A few after the founder of CashKaro had taken to twitter in trying to get her unpaid dues back from MobiKwik, yet another Indian startup has been accused of not making payments in time. And things haven’t just remained confined to social media. Oyo Rooms has been taken to court by a company that accuses it of not having made Rs. 1.5 crore worth of payments.
Noesis Capital Advisors is a Mumbai-based hospitality advisory and helps with entry strategy, site selection, feasibility and equity finance. The firm was hired by Oyo and according to the Linkedin profile of an employee, “(It) approached clients and pitched (OYO Rooms’) benefits, successfully signed properties in about 16 cities, added more properties to the existing portfolio in south India and ensured proper servicing and after-sales support.” The firm is alleging that Oyo hasn’t paid it Rs. Rs 1,50,39,575 for its services rendered, and its petition in the court asks “why (Oyo) be not wound up” to pay back its dues. Oyo has raised upwards of Rs. 1500 crore in the 3 years of its existence, and an amount of Rs. 1.5 crore doesn’t sound much for the hotel aggregator.
Oyo, for its part claims that Noesis broke its contract and hence its claims were invalid. “Oyo availed services of Noesis through an exclusive, noncompete contract. Mid-way through the term of the agreement, we found evidence that Noesis was in breach of agreement and terminated their services. We also sent them a legal notice to recover dues paid in good faith. That matter is presently sub-judice”, said an Oyo Spokesperson.

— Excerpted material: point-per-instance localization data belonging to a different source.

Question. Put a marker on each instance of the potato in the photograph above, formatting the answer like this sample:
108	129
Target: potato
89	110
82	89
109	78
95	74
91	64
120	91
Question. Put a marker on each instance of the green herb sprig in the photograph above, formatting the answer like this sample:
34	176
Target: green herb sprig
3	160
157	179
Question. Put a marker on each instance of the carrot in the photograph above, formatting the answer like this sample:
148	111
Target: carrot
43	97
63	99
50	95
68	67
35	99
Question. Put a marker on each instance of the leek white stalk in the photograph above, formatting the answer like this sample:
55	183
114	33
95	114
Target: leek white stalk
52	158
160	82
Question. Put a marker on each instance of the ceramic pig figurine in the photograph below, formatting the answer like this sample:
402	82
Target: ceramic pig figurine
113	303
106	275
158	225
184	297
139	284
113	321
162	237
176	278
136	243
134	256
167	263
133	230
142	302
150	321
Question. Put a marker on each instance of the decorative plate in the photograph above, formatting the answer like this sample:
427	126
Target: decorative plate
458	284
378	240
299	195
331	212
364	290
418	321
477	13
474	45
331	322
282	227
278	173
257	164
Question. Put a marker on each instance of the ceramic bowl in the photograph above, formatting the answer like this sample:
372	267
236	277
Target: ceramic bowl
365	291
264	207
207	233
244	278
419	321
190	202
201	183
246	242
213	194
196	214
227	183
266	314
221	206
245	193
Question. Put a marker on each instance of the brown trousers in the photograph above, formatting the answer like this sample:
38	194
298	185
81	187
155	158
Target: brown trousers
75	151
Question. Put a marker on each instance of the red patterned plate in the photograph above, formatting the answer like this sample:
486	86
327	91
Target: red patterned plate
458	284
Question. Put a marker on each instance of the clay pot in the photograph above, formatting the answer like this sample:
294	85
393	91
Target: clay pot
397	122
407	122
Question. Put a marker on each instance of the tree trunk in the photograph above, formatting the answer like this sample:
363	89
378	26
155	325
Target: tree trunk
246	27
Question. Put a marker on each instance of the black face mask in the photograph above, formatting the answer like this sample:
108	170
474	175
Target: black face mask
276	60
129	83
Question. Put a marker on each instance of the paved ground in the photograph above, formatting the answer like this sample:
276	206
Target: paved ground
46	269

Oyo has been courting controversy over the last few months. Earlier this year, after an intense period of speculation, a slide from its investor Softbank had claimed that it had acquired rival Zo Rooms, but there has been no official communication on the matter. Zo’s fate is still unknown, but its site, after a brief period of inactivity, is up an running again. Last week, an article had gone viral on social media which had claimed that Oyo’s business model was akin to a Ponzi scheme for investors and its revenue and retention numbers were vastly inflated.